Hacker News new | ask | show | jobs
by shoyer 1973 days ago
As someone who builds neural networks routinely, this sort of non-reproducibility sounds troubling to me. We expect small differences for floating point arithmetic between platforms, but integer math is typically exact.

This is all the more concerning for 8-bit quantized arithmetic, where off-by-one means a relative error of about half a percent. If a individual layers in a quantized neural net have off-by-one errors with a consistent bias, I can imagine these errors accumulating into significant losses in model quality in deep networks. There isn't a huge margin for error in quantized neural nets.

One concern about the article: it uses the word "non-deterministic" in a slightly misleading way. I assume any specific hardware is still expected to produce consistent results when run twice on the same input. So it's more non-reproducible than non-deterministic. Compensating for inconsistent arithmetic on different devices sounds much more feasible than compensating for stochastic arithmetic.

3 comments

Thanks for your comments. Regarding determinism, potentially a fair point. Here are a few comments: (1) A driver which randomly produces different output when running the network would be valid according to these restrictions. (2) It is conceivable that a driver would produce non-deterministic input with the same hardware.

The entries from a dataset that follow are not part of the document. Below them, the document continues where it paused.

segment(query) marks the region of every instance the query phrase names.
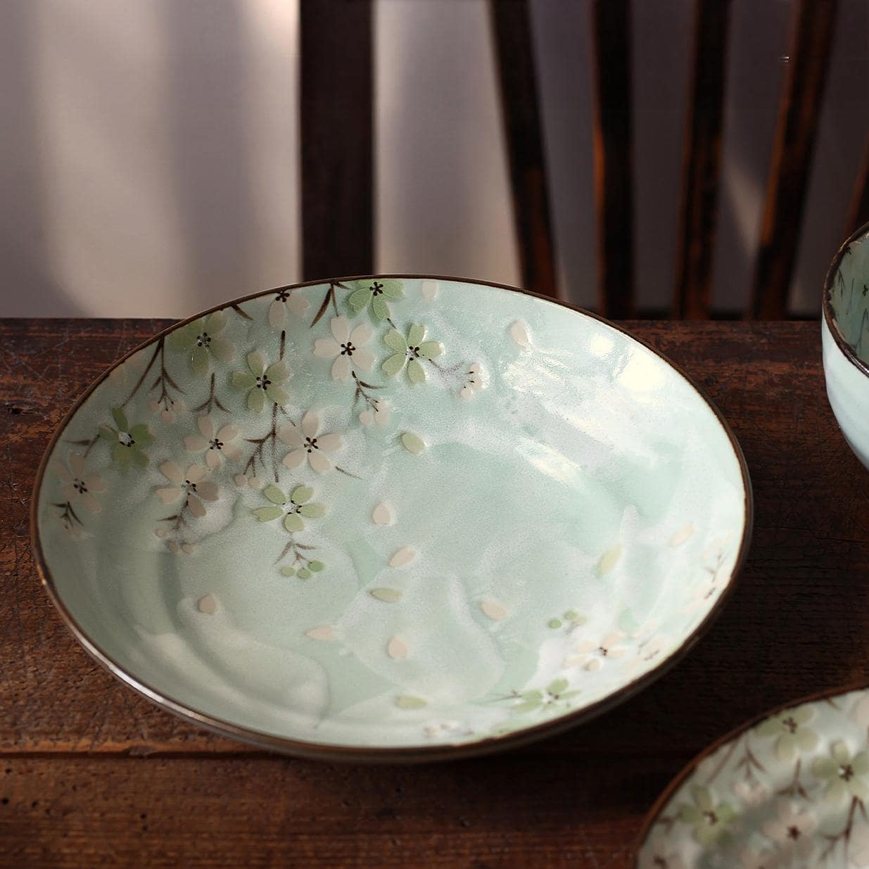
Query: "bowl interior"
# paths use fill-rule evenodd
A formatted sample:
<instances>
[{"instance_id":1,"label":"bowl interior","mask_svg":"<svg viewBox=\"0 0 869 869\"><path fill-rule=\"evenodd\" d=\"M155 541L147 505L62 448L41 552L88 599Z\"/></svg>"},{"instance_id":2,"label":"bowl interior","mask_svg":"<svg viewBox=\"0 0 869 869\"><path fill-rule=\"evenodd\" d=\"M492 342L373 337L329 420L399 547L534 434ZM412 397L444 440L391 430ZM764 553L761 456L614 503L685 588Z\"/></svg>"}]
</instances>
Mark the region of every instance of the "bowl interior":
<instances>
[{"instance_id":1,"label":"bowl interior","mask_svg":"<svg viewBox=\"0 0 869 869\"><path fill-rule=\"evenodd\" d=\"M828 279L829 313L845 343L869 363L869 235L850 242Z\"/></svg>"},{"instance_id":2,"label":"bowl interior","mask_svg":"<svg viewBox=\"0 0 869 869\"><path fill-rule=\"evenodd\" d=\"M446 280L271 291L116 366L58 433L37 557L99 657L285 747L576 716L693 636L744 467L665 360Z\"/></svg>"}]
</instances>

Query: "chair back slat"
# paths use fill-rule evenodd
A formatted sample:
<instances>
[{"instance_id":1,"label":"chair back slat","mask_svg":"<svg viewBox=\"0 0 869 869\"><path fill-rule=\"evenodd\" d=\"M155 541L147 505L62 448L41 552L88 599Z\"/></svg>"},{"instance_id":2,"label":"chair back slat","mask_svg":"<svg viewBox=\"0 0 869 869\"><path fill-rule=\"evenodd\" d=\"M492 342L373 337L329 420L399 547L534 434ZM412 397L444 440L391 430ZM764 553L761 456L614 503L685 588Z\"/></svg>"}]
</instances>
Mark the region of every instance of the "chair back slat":
<instances>
[{"instance_id":1,"label":"chair back slat","mask_svg":"<svg viewBox=\"0 0 869 869\"><path fill-rule=\"evenodd\" d=\"M489 0L522 286L557 297L527 0Z\"/></svg>"},{"instance_id":2,"label":"chair back slat","mask_svg":"<svg viewBox=\"0 0 869 869\"><path fill-rule=\"evenodd\" d=\"M374 271L370 0L299 3L302 275Z\"/></svg>"},{"instance_id":3,"label":"chair back slat","mask_svg":"<svg viewBox=\"0 0 869 869\"><path fill-rule=\"evenodd\" d=\"M773 149L748 319L786 315L838 0L799 0Z\"/></svg>"},{"instance_id":4,"label":"chair back slat","mask_svg":"<svg viewBox=\"0 0 869 869\"><path fill-rule=\"evenodd\" d=\"M628 0L592 0L591 32L600 309L625 318L634 313Z\"/></svg>"},{"instance_id":5,"label":"chair back slat","mask_svg":"<svg viewBox=\"0 0 869 869\"><path fill-rule=\"evenodd\" d=\"M860 164L857 182L854 184L854 192L851 196L851 205L848 208L848 218L843 236L846 238L864 223L869 223L869 136L866 136L866 149L863 151L863 163Z\"/></svg>"},{"instance_id":6,"label":"chair back slat","mask_svg":"<svg viewBox=\"0 0 869 869\"><path fill-rule=\"evenodd\" d=\"M707 319L721 166L730 0L695 0L673 315Z\"/></svg>"}]
</instances>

One commonly known example is that tensorflow will run multiple different convolution kernels and then choose the fastest one. In that case, you can run the same network on the same hardware and get slightly different results. Its not that hard to imagine that a mobile driver could do something similar. (3) It's not true that specific hardware will produce consistent results on the same input. You can run a model today, the driver gets updated, and tomorrow you get different output. This happens frequently.
All good points! "Non-deterministic" behavior within the same program/process is still a bridge I would not want to cross. This could result in subtle glitches, e.g., when a user hits "refresh" with the same inputs, and could make reproducing bugs impossible.

I am a strong believer in always using a seed for random number generation for exactly these sorts of reasons. (Side note: deterministic RNGs is one of my favorite features about JAX.)

You are paying with performance for the determinism. Any DL framework can be made deterministic (just add few lines of configuration), not just JAX.
Regarding bias: This is exactly true especially with the authors method, as the learned quantization ranges are fixed and accumulating biases would lead to the entire batch being clipped to 0 or 255, depending on the direction of the biases. Luckily the bias parameters are kept in int32, so the overall bias produced by them will be much smaller than 2 pct. The arithmetic errors of the int8 matmults are summed within matmul, and are therefore an unbiased estimate of the true entry in the result matrix.
> We expect small differences for floating point arithmetic between platforms, but integer math is typically exact.

Then perhaps think of the integers as fixed point numbers.